Evet uyarlama sırasında epey değişiklik yapıldı. Romanda olmayan yeni karakterler, olaylar eklendi. Benim üzerinde çok durduğum bir karakter daha pasif olarak anlatılmış. Mekan değişiklikleri de yapıldı. Bunlar elbette her roman uyarlamasında olan durumlar. Roman yazarının en başta yapılacak işin birebir çekim olamayacağını, bir uyarlama olduğunu kabul etmesi gerek. Aksi halde romanının dizi olmasını kabul etmemeli. Ben sadece roman kahramanlarının yazdığımın dışında, genel toplumsal etik kurallarının dışında gösterilmemesini talep ettim.

Oyuncu seçimleri ve karakter oluşturulması nasıl yapıldı, siz bu aşamalara dahil oldunuz mu?

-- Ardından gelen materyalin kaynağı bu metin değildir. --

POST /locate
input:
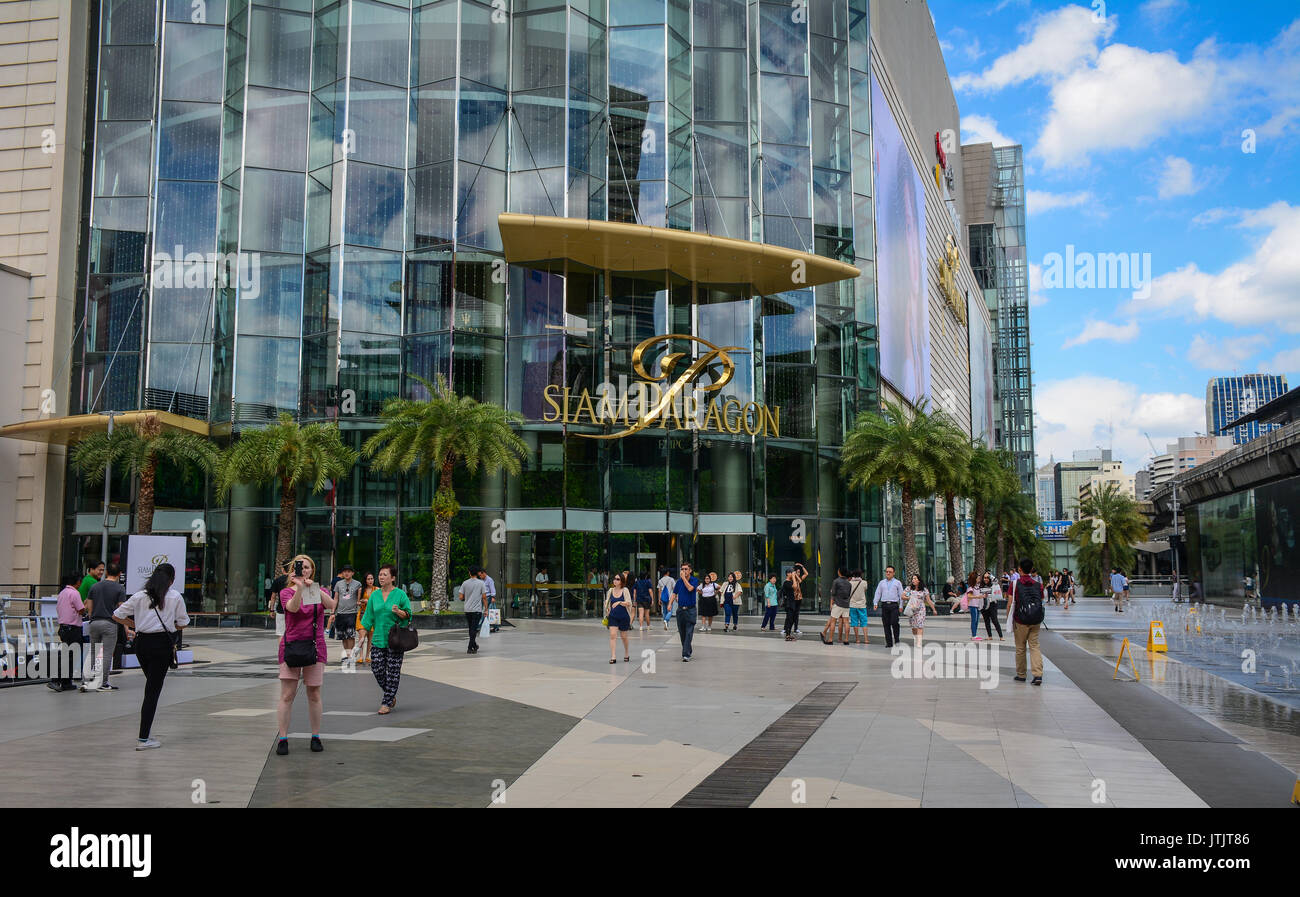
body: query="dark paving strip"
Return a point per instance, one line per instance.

Oyuncu seçimi tamamen yapımcı firmanın kararına bağlıydı. Açıkçası oyuncuların dünyası hakkında pek bilgim olduğunu söyleyemem. Sadece şunu eklemek isterim başroldeki isimler Birkan Sokullu ve Esra Bilgiç ile tanışınca işin doğru kişilere teslim edildiğini gördüm. İkisi de oldukça başarılı ve değerli isimler. Oyunculuk açısından iyi iş çıkardılar. Zaten romanı yazarken hayal ettiğim Sinan tam da Birkan Sokullu gibi bir yüze sahipti.

'Tüm edebiyat eserleri, görsel bir dile aktarılırken illaki değişikliğe uğrar'

Dizinin senaryosu ve karakterleriyle kitabınız arasındaki ilişkiyi nasıl değerlendiriyorsunuz?

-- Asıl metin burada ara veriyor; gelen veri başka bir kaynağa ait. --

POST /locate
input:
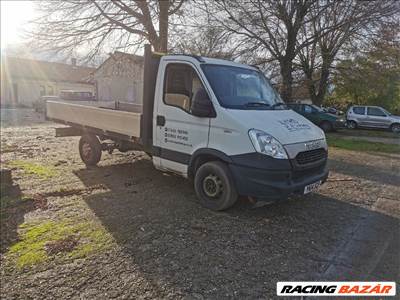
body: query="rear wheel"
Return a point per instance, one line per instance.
(351, 125)
(214, 186)
(326, 126)
(395, 128)
(90, 149)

Dizi film, sinema filmi ve edebiyat birbirinden beslenen fakat apayrı mantıkları olan, bazen de farklı kitlelere hitap eden sanat dalları. Tüm edebiyat eserleri görsel bir dile aktarılırken illaki değişikliğe uğrar. Yazar eğer eserinin sektördeki adıyla “işlenmiş esere” dönüştürülmesini kabul ediyorsa en baştan bu gerçeği de kabul ediyor demektir. Zamanın Kapıları isimli roman ile dizi arasında bazı temel farklılıklar var. Yer, zaman, karakter üçgeninde bazı değişiklikler yapılmış. Ben bunu doğal karşılıyorum. Rahatsız olmadım. Romanda özellikle üstünde durduğum Arif’in bir yeraltı dünyası vardı. Bu dünya vasıtasıyla mitoloji ve İstanbul tarihine değinmiştim. Romanın bu kısımları atlandı. Belki iki saatlik bir sinema filmi olsaydı tarihi referanslar daha belirgin olurdu ama dizi kadın-erkek ilişkisi üzerinden işlendi. Bu durumu da doğal karşılıyorum.

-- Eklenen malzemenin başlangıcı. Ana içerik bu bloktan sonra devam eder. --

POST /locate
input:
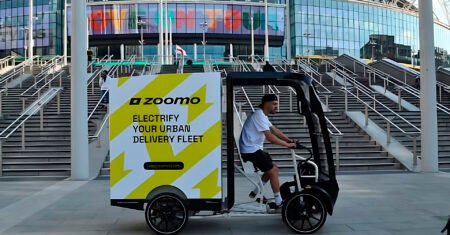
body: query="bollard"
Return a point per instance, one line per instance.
(366, 115)
(290, 100)
(388, 133)
(337, 154)
(58, 103)
(23, 136)
(41, 121)
(1, 158)
(414, 151)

Karakterlerden ve olay örgüsünden en çok hangisi sizi etkiledi ve neden?

Romanı yazmaya başladığım andan itibaren en çok Sinan ve Arif karakterlerinin üzerinde durmuştum. Her iki karakter de büyük yenilgilerin ardından ayağa kalkabilmeyi başarmışlar. Kendilerine göre vicdanları, duruşları var. Arka sokaklarda büyümüş ama hep iyi olmaya çalışmışlar. Bu nedenle onlara başka türlü özen gösterdim.

Kitaplarınızdan uyarlanan başka projeler olacak mı?

Öteki kitaplarımdan uyarlama olur mu emin değilim ama senaryo için bazı öyküler yazıyorum. Bu süreçte tanıştığım dizi sektöründen isimler oldu. Onlarla yaptığımız toplantılarda senaryoya uyarlanması için öykü istediler. Bu yaz hem yeni romanım hem de senaryo öyküleri üzerinde çalışıyorum.